Auditor and Management Disclosures and Notes for the quarterly results dated 31 Dec 2018

1. The above results were reviewed and recommended by the Audit Committee at the meeting held on January 17, 2019 and approved by the Board of Directors at their meeting held on January 18, 2019.

2. The financial results have been prepared in accordance with applicable Indian Accounting Standards as prescribed under Section 133 of the Companies Act, 2013 read with Rule 3 of the Companies (Indian Accounting Standards ) Rules 2015 and Amended Rules, 2016.

3. During the quarter ended December 31, 2018 pursuant to Employees Stock Option Plan 2005, 75,850 options were exercised, 24,200 option were lapsed from various Grants and 1,087,730 options were outstanding as on December 31, 2018 issued on various dates.

4. In view of the clarification issued by Ind AS Transition Facilitation Group, the Group has changed the classification for taxes on dividend received from subsidiaries from current taxes to Statement of Equity. Consequently, taxes amounting to INR 137 million, on dividend received during the nine month period ended December 31, 2018, have been recognized in the Statement of Equity. The previous year numbers have not been reclassified as the impact of the change is not material on the results for the year ended March 31, 2018.
The change, if recorded, in year ended March 31, 2018 and nine months ended December 31, 2017, it would have resulted in current tax to be lower and profit after tax to be higher by INR 96 million and both basic earnings per share and diluted earnings per share higher by Rs. 1.57.

5. Ind AS 115 Revenue from Contracts with Customers, mandatory for reporting periods beginning on or after April 1, 2018, replaces existing revenue recognition requirements. Under the modified retrospective approach there were no significant adjustments required to the retained earnings at April 1, 2018. Also, the application of Ind AS 115 did not have any significant impact on recognition and measurement of revenue and related items in the financial results.

6. The Company, during the quarter, has changed estimates pertaining to retirement benefits resulting in reduction of liability amounting to Rs. 40 million (net of tax).

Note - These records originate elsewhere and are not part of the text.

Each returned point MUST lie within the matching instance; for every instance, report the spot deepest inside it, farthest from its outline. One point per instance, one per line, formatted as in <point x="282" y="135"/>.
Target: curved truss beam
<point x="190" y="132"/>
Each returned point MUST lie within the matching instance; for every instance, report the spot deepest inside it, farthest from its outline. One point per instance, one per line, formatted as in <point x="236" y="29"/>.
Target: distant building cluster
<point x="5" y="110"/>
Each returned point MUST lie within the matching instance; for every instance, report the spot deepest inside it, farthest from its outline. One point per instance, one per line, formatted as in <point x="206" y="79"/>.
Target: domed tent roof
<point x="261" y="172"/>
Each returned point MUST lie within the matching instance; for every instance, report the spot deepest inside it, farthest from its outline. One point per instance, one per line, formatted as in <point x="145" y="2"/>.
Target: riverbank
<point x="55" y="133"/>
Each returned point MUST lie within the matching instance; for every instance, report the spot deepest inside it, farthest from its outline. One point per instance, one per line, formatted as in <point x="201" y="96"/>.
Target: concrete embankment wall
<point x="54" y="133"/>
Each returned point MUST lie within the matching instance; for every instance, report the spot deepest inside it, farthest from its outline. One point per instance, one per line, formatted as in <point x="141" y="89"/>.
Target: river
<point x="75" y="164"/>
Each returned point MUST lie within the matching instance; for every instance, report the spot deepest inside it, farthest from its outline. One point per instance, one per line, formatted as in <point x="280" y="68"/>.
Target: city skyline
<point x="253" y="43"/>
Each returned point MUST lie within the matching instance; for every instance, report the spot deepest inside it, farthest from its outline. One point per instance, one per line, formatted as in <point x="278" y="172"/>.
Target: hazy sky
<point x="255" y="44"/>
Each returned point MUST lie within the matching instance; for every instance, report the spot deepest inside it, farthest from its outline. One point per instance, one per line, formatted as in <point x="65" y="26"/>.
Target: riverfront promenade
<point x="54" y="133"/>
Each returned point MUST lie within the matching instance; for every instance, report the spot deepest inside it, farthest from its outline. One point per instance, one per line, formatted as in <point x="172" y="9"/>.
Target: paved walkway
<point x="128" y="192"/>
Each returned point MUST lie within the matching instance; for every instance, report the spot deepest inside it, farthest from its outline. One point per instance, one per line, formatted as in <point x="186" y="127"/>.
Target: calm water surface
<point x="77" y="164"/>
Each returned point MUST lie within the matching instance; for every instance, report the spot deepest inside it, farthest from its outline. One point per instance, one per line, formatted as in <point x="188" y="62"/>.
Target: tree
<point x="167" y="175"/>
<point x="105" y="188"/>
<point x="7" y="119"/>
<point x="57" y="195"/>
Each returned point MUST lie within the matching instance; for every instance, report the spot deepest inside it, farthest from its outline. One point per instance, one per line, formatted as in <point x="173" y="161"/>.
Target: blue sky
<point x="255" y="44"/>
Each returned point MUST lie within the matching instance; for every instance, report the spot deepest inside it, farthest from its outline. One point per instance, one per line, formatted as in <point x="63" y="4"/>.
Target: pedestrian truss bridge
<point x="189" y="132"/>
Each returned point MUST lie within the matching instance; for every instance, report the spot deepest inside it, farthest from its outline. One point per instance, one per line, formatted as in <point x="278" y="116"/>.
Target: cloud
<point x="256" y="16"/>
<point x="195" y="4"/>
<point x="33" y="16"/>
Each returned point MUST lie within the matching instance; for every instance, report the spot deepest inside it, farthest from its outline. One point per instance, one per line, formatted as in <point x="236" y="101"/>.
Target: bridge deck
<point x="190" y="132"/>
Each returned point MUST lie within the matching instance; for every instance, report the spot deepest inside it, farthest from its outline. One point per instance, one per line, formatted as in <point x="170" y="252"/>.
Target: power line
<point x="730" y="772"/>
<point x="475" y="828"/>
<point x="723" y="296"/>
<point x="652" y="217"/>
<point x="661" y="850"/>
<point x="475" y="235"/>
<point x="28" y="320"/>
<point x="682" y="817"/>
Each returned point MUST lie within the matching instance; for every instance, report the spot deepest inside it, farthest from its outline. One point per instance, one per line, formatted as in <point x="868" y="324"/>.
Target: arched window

7. The National Company law Tribunal (NCLT) vide order dated November 12, 2018 read with order dated November 28, 2018 and Board of Directors of the Company in its meeting held on March 24, 2017, approved the amalgamation of PIPL Business Advisors and Investment Private Limited (PBIPL) and GSPL Advisory Services and Investment Private Limited ("GAIPL") with NIIT Technologies Ltd ("the Company or NTL") by way of and in accordance with a scheme of amalgamation as per the provision for Sections 230 to 232 and any other applicable provision of the Companies Act, 2013 ("Scheme") PBIPL and GAIPL held 3.55% each of share capital of NIIT Technologies Ltd and form part of promoter/promoter group of NIIT Technologies Ltd. On December 28, 2018, pursuant to the Scheme, the entire shareholding of PBIPL of 2,175,911 equity shares and GAIPL of 2,175,911 equity shares in the Company were cancelled and the equivalent shares of the Company were reissued to the shareholders of PBIPL and GAIPL. There is no change in the promoters shareholding in the Company.

Pursuant to NCLT order, the scheme become effective from the "appointed date" April 01, 2017. The management believes that the impact of amalgamation on these financial statements is immaterial and accordingly recorded the impact of amalgamation in the current quarter.